The police claimed at that time that he had planned the assassination of Murali Manohar Joshi and former Jammu and Kashmir Governor, Jagmohan.
Khan originally from the Valley had come down to Delhi in search of work. He was 31 then. Just upon landing in Delhi he was picked up by the police and charges under the Explosives Act were slapped against him and six others. All he could do under detention was cry for his innocence and each time he did that he was only tortured more.
Then there were these court cases for which he sat and hoped for justice. Finally after years of battle justice came by. All though his ordeal in jail his wife and children had been living off the relief money which was granted to them by a local shrine. However this was just not enough and he weeps like a child when he says that his family ate just one meal a day.
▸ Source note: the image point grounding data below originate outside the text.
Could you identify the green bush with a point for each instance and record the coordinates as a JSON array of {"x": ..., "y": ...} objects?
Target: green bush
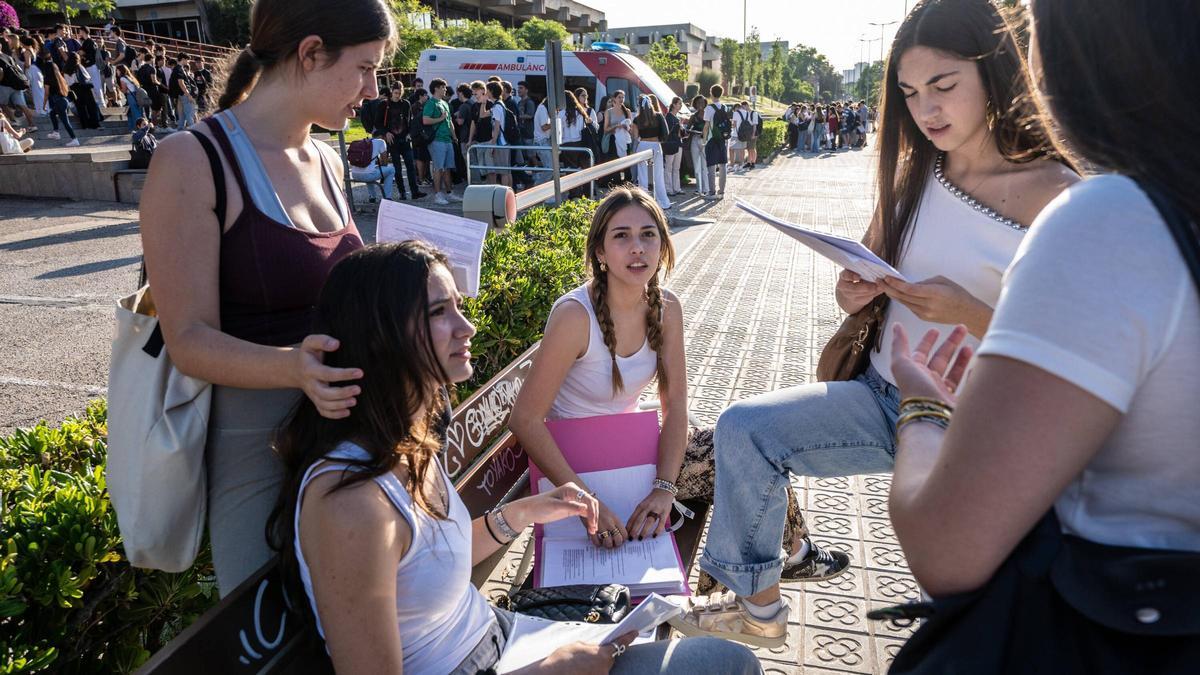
[
  {"x": 774, "y": 135},
  {"x": 69, "y": 599}
]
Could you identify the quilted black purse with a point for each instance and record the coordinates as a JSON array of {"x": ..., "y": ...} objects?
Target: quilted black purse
[{"x": 582, "y": 602}]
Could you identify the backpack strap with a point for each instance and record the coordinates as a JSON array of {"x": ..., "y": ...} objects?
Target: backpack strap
[{"x": 217, "y": 174}]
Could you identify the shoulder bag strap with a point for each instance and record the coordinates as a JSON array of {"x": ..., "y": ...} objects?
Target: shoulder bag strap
[
  {"x": 1183, "y": 231},
  {"x": 217, "y": 174}
]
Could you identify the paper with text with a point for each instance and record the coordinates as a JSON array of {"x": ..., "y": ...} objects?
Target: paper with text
[
  {"x": 460, "y": 238},
  {"x": 846, "y": 252}
]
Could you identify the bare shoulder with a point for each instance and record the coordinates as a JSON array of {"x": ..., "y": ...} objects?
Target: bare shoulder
[{"x": 1036, "y": 184}]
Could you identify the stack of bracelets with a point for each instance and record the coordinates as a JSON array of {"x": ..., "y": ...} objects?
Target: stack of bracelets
[{"x": 924, "y": 408}]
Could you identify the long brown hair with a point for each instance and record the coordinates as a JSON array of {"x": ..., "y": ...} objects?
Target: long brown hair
[
  {"x": 618, "y": 198},
  {"x": 1108, "y": 66},
  {"x": 277, "y": 27},
  {"x": 376, "y": 304},
  {"x": 969, "y": 29}
]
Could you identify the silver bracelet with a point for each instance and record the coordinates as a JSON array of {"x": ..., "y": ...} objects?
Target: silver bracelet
[
  {"x": 665, "y": 485},
  {"x": 503, "y": 525}
]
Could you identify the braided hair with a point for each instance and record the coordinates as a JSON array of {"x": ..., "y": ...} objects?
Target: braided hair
[{"x": 618, "y": 198}]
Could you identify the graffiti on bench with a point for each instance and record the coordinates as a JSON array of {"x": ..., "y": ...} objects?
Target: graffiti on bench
[{"x": 477, "y": 422}]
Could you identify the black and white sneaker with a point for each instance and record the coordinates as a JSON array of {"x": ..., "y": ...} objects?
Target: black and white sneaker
[{"x": 817, "y": 566}]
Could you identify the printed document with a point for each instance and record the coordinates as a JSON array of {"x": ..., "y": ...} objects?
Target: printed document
[
  {"x": 568, "y": 556},
  {"x": 460, "y": 238},
  {"x": 846, "y": 252}
]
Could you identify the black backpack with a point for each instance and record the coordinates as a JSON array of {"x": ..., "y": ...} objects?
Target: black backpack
[
  {"x": 511, "y": 129},
  {"x": 721, "y": 121},
  {"x": 11, "y": 75}
]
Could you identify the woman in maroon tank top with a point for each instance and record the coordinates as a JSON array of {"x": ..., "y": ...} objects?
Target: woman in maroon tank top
[{"x": 238, "y": 243}]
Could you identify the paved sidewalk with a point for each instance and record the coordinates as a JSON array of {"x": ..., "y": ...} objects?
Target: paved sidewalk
[{"x": 757, "y": 310}]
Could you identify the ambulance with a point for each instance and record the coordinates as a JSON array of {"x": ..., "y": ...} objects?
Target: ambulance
[{"x": 603, "y": 70}]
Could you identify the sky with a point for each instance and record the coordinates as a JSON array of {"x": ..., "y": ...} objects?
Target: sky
[{"x": 833, "y": 28}]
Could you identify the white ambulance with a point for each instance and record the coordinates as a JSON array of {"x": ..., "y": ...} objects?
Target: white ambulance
[{"x": 603, "y": 70}]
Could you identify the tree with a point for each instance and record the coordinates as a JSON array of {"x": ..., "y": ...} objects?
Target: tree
[
  {"x": 413, "y": 33},
  {"x": 71, "y": 9},
  {"x": 706, "y": 79},
  {"x": 534, "y": 33},
  {"x": 667, "y": 60},
  {"x": 731, "y": 55},
  {"x": 478, "y": 35}
]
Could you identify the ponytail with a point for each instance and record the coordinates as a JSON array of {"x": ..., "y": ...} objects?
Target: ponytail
[{"x": 243, "y": 76}]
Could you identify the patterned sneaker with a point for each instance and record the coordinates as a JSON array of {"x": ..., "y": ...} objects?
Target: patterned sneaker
[
  {"x": 817, "y": 566},
  {"x": 723, "y": 615}
]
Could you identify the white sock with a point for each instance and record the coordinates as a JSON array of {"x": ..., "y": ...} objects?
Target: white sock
[
  {"x": 762, "y": 611},
  {"x": 799, "y": 555}
]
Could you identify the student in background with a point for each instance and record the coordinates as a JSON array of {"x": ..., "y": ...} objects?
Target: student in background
[{"x": 605, "y": 341}]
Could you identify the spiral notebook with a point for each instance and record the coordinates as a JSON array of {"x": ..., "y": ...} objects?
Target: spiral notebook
[{"x": 616, "y": 455}]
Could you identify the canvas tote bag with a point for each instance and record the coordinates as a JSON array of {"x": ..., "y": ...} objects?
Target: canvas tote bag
[{"x": 157, "y": 423}]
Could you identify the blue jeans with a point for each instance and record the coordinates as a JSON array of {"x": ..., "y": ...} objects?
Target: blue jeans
[{"x": 819, "y": 430}]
Today life is limping back to normal, but the damage has already been done. Will he get an apology from the government? Well that is a million dollar question.
These are just a few cases. Manisha Sethi asks who will pay for the three years lost in solitary cells of the 11 men from Rajasthan for allegedly furthering the SIMI. While the Andhra Pradesh government has channelized funds of Mecca Masjid administration by way of compensation to some of those wrongfully implicated in the Masjid bombings, an apology is still not forthcoming.
Dozens of those falsely implicated by the Special Cell of Delhi: Saquib Rehman, Bashir Ahmed Shah, Nazir Ali Sofi, Ghulam Moinuddin Dar, Abdul Majid Bhat, Abdul Qayoom Khan, Birender Singh (spent over 5 and a half years in jail before being acquitted in 2010); Imran Kirmani (spent 4 and a half years in prison); Gulzar Ahmed Ganai and Amin Hajam (3 years). All were accused of being ISI, Laskar e Tayiba or HuJI operatives and all were acquitted by the courts.
She further asks, “does anyone, anywhere in the machinery of our government ever feel any remorse when young men like Rashid Hussain are picked up for questioning in serial blasts and when their employers Infosys – otherwise the paragons of corporate social responsibility – refuse to let them return to their jobs?